Thats good to know that it's pretty simple! I made a lot more this year than I have in a while so I may owe a little but I doubt it will be too bad. If everything goes as planned in 2013 I'll hopefully make even more so I think I'll start filing quarterly in 2013, pretty sure I'm going to have to owe next time around at least.
Jinja
12-17-2012, 08:43 AM
Does the quarterly tax thing apply to small business too?
~Carmen~
12-17-2012, 09:07 AM
I only work part time and it applies to me but I think it depends on how much you make. My tax man told me I was on the borderline.
Fridays
12-17-2012, 11:49 AM
question for melonie... :)
I was just brainstorming this and I was thinking...
it takes me about 1 hour a day to do " offline work", meanwhile I am "losing" 1 hour of work, so therefore it is an expense. lol
any way I can deduct this 1 hour of work as a loss ?( at whatever/hour I normally make).
hope this makes sense......
annabellz
12-17-2012, 01:03 PM
Ideally the IRS would like everyone (whos self employed) to send in quarterly payments, even if youre expecting a refund. That way you pay in (the government gets use of your money for the year) and at the end of the year you file back for a refund.
However if you didnt have any tax due and you didnt make quarterly payments it doesnt trigger any kind of 'alert'- like hey wheres the estimated payments? Basically the first year you owe money your free ride of not having to send estimated quarterly payments is over. The following year they will expect quarterly payments.
So lets say for 2012 you file and owe 1000 bucks. In 2013 you should start making quarterly payments. Because last year you owed $1000, they will want 250$ a quarter. Because theyre assuming in 2013 you will owe apx 1000 again.

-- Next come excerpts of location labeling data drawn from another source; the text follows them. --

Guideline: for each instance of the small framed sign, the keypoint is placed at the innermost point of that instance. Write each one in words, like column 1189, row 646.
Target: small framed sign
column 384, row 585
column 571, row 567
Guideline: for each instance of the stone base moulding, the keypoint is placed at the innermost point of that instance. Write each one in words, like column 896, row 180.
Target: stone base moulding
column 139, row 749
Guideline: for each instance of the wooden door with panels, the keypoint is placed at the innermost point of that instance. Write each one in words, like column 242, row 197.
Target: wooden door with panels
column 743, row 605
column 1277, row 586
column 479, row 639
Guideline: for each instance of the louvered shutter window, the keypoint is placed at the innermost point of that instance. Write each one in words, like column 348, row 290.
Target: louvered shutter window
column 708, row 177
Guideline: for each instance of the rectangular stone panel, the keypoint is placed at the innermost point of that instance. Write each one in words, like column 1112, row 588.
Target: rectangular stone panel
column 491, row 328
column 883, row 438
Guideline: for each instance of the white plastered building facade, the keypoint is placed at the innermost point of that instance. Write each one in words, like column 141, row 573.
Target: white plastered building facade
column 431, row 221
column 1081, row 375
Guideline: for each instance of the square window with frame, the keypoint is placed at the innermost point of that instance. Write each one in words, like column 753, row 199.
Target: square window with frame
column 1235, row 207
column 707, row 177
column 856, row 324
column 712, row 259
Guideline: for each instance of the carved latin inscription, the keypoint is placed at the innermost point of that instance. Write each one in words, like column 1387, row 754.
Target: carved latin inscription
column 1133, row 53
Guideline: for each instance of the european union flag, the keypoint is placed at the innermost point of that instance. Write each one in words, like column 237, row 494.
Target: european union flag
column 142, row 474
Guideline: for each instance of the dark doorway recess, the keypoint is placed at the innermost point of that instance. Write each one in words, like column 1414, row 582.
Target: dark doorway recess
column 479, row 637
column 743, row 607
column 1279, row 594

They will send you notices if you do not make the quarterly payments- telling you to do so. If you dont because youre confident that in 2013 your earnings will be different and you will be back on track to get a refund and not owe- well thats your choice and lets hope youre right because if youre not and you do end up owing money again you will be penalized for failing to pay quarterly payments when you were required to do so.
If you were right and youre back on track and receive a refund again then youre back to where you were- no need to file and make quarterly payments.